E’ un periodo particolarmente attivo per Umberto Maria Giardini. Dopo aver riesumato nel 2020, per lo spazio di un disco e di un tour celebrativo, lo storico moniker Moltheni, nel 2024 ha dato vita a ben due progetti paralleli completamente diversi fra loro. Il primo ha preso le sembianze di un Ep diffuso a proprio nome, “Dio come alibi”, tre tracce a tinte alt-folk con decisivi ricami jazz e psych, registrato con il supporto di Paolo Fresu e Daniele di Bonaventura, il secondo dai tratti inequivocabilmente hard-psych-rock, “Selva Oscura”.
Soltanto chi non conosce a fondo la storia e il percorso artistico di Umberto può sorprendersi al cospetto di un nuovo lavoro tanto ruvido. Parliamo di un cantautore, e di un musicista, dotato di un eclettismo che va ben oltre quanto le sue ballate più malinconiche e introspettive possano far immaginare. Basti riprendere alcuni passaggi dall’ottimo “Forma Mentis”, risalente al 2019, oppure molti frangenti contenuti nei primi dischi distribuiti a nome Moltheni, a cavallo fra i due millenni, canzoni sviluppate con in testa le scariche adrenaliniche degli Afterhours della seconda metà degli anni Novanta.

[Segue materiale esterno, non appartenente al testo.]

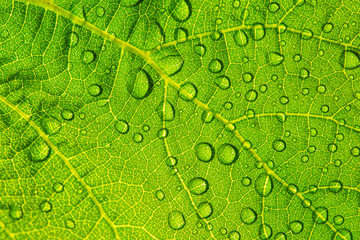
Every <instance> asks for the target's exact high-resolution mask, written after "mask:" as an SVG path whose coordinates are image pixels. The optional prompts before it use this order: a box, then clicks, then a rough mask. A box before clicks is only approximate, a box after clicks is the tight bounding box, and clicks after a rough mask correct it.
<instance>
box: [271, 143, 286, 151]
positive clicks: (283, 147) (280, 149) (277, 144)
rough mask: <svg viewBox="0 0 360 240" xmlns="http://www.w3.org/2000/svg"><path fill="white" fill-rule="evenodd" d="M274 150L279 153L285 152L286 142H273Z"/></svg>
mask: <svg viewBox="0 0 360 240" xmlns="http://www.w3.org/2000/svg"><path fill="white" fill-rule="evenodd" d="M273 148H274V150H275V151H277V152H282V151H284V150H285V148H286V144H285V142H284V141H283V140H275V141H274V142H273Z"/></svg>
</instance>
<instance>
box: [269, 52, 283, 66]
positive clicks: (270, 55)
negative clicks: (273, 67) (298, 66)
mask: <svg viewBox="0 0 360 240" xmlns="http://www.w3.org/2000/svg"><path fill="white" fill-rule="evenodd" d="M268 61H269V64H270V65H271V66H273V67H275V66H278V65H280V64H281V63H282V62H283V61H284V56H283V55H281V54H280V53H277V52H270V53H269V55H268Z"/></svg>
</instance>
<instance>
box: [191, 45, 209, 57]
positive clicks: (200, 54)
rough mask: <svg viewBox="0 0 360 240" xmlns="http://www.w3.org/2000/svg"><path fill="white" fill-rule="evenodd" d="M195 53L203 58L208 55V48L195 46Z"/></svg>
mask: <svg viewBox="0 0 360 240" xmlns="http://www.w3.org/2000/svg"><path fill="white" fill-rule="evenodd" d="M194 52H195V54H197V55H199V56H200V57H203V56H205V54H206V47H205V46H204V45H202V44H198V45H195V46H194Z"/></svg>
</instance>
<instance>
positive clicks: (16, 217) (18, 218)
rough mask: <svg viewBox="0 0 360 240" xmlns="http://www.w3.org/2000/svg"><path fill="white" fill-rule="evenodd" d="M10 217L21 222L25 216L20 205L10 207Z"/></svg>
mask: <svg viewBox="0 0 360 240" xmlns="http://www.w3.org/2000/svg"><path fill="white" fill-rule="evenodd" d="M9 215H10V217H11V218H12V219H14V220H19V219H21V218H22V217H23V216H24V212H23V210H22V207H21V205H20V204H18V203H16V204H13V205H11V206H10V211H9Z"/></svg>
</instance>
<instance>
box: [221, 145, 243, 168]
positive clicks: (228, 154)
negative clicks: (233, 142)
mask: <svg viewBox="0 0 360 240" xmlns="http://www.w3.org/2000/svg"><path fill="white" fill-rule="evenodd" d="M238 157H239V150H238V149H237V148H236V147H235V146H233V145H231V144H229V143H225V144H223V145H221V146H220V147H219V149H218V159H219V161H220V162H221V163H222V164H225V165H230V164H232V163H234V162H235V161H236V160H237V159H238Z"/></svg>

Il nuovo progetto Selva Oscura identifica una vera e propria rock band di quattro elementi, formata da Giardini con Enrico Blanzieri (chitarre) e i fratelli Michele e Filippo Dallamagnana, rispettivamente basso e batteria. Il quartetto genera un suono iper-saturo, ronzante, diretto, sul quale si innesta la voce potente di Giardini, che si conferma a proprio agio in qualsiasi contesto.
Apre i giochi “Mercurio”, presentando subito un mood che si posiziona a metà strada fra Soundgarden e Afterhours, con riff heavy a delineare una forma di stoner intinto nel grunge. Le cinque tracce di “Selva Oscura”, pur non possedendo una matrice canonicamente metal, si presentano ricche di spigoli ed elettricità, elementi confermati nelle successive “Oceano di nessuno” e “Ipernotte”, dove in mezzo al caos chitarristico emerge netta la melodia, sottolineata dai caratteristici passaggi vocali di Umberto.
La parte finale si spinge verso territori a maggior coefficente lisergico, fra l’evocativa “Tu che domini”, il momento più alto del disco, con tanto di assolo di chitarra molto anni Settanta, e l’ipnotico misticismo di “Thai” a lasciar immaginare ipotetici scenari a venire. Rispolverando vecchie magliette di Kvelertak e Soundgarden.